* [PATCH] mkfs.xfs fix sunit size on 512e and 4kN disks.
@ 2025-09-26 12:38 Lukas Herbolt
2025-09-29 6:54 ` Christoph Hellwig
2025-10-15 6:52 ` [PATCH] " Donald Douwsma
0 siblings, 2 replies; 7+ messages in thread
From: Lukas Herbolt @ 2025-09-26 12:38 UTC (permalink / raw)
To: aalbersh, djwong; +Cc: linux-xfs, Lukas Herbolt
Creating of XFS on 4kN or 512e disk result in suboptimal LSU/LSUNIT.
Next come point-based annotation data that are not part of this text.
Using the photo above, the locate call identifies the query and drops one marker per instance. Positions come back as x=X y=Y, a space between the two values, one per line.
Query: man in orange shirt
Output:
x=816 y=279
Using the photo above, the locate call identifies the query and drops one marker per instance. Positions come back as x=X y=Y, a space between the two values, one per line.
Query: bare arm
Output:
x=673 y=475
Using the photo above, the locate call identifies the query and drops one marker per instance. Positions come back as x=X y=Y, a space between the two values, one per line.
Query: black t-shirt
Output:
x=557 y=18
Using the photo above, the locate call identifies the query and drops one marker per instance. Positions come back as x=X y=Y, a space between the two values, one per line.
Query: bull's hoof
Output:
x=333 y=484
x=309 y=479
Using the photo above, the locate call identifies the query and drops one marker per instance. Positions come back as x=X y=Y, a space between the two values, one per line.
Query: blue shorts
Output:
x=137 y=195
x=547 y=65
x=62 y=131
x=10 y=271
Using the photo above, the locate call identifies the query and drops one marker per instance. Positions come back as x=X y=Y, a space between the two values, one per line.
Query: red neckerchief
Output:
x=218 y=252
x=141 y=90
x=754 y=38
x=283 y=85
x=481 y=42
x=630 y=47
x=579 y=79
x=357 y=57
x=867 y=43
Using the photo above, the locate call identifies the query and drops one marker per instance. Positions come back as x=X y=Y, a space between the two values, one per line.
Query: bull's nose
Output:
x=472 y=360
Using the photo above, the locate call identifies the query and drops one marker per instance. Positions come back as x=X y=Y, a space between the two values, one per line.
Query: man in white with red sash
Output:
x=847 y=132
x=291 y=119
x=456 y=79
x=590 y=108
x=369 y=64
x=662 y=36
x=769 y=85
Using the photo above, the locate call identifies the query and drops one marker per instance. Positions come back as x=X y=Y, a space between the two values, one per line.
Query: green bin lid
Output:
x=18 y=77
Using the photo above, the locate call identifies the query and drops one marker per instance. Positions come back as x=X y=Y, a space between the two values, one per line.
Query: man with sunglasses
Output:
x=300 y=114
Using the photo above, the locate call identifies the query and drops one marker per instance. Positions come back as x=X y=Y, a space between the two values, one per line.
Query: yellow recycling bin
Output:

As of now we check if the sectorsize is bigger than XLOG_HEADER_SIZE
and so we set lsu to blocksize. But we do not check the the size if
lsunit can be bigger to fit the disk geometry.
Before:
modprobe scsi_debug inq_vendor=XFS_TEST physblk_exp=3 sector_size=512 \
opt_xferlen_exp=9 opt_blks=512 dev_size_mb=100 virtual_gb=1000; \
lsblk -tQ 'VENDOR == "XFS_TEST"'; \
mkfs.xfs -f $(lsblk -Q 'VENDOR == "XFS_TEST"' -no path) 2>/dev/null; sleep 1; \
modprobe -r scsi_debug
NAME ALIGNMENT MIN-IO OPT-IO PHY-SEC LOG-SEC ROTA SCHED RQ-SIZE RA WSAME
sda 0 262144 262144 4096 512 0 bfq 256 512 0B
meta-data=/dev/sda isize=512 agcount=32, agsize=8192000 blks
= sectsz=4096 attr=2, projid32bit=1
= crc=1 finobt=1, sparse=1, rmapbt=1
= reflink=1 bigtime=1 inobtcount=1 nrext64=1
= exchange=0
data = bsize=4096 blocks=262144000, imaxpct=25
= sunit=64 swidth=64 blks
naming =version 2 bsize=4096 ascii-ci=0, ftype=1, parent=0
log =internal log bsize=4096 blocks=128000, version=2
= sectsz=4096 sunit=1 blks, lazy-count=1
realtime =none extsz=4096 blocks=0, rtextents=0
After:
modprobe scsi_debug inq_vendor=XFS_TEST physblk_exp=3 sector_size=512 \
opt_xferlen_exp=9 opt_blks=512 dev_size_mb=100 virtual_gb=1000; \
lsblk -tQ 'VENDOR == "XFS_TEST"'; \
mkfs.xfs -f $(lsblk -Q 'VENDOR == "XFS_TEST"' -no path) 2>/dev/null; sleep 1; \
modprobe -r scsi_debug
NAME ALIGNMENT MIN-IO OPT-IO PHY-SEC LOG-SEC ROTA SCHED RQ-SIZE RA WSAME
sda 0 262144 262144 4096 512 0 bfq 256 512 0B
meta-data=/dev/sda isize=512 agcount=32, agsize=8192000 blks
= sectsz=4096 attr=2, projid32bit=1
= crc=1 finobt=1, sparse=1, rmapbt=1
= reflink=1 bigtime=1 inobtcount=1 nrext64=1
= exchange=0 metadir=0
data = bsize=4096 blocks=262144000, imaxpct=25
= sunit=64 swidth=64 blks
naming =version 2 bsize=4096 ascii-ci=0, ftype=1, parent=0
log =internal log bsize=4096 blocks=128000, version=2
= sectsz=4096 sunit=64 blks, lazy-count=1
realtime =none extsz=4096 blocks=0, rtextents=0
= rgcount=0 rgsize=0 extents
= zoned=0 start=0 reserved=0
Signed-off-by: Lukas Herbolt <lukas@herbolt.com>
---
mkfs/xfs_mkfs.c | 4 ++++
1 file changed, 4 insertions(+)
diff --git a/mkfs/xfs_mkfs.c b/mkfs/xfs_mkfs.c
index 8cd4ccd7..05268cd9 100644
--- a/mkfs/xfs_mkfs.c
+++ b/mkfs/xfs_mkfs.c
@@ -3643,6 +3643,10 @@ check_lsunit:
lsu = getnum(cli->lsu, &lopts, L_SU);
else if (cfg->lsectorsize > XLOG_HEADER_SIZE)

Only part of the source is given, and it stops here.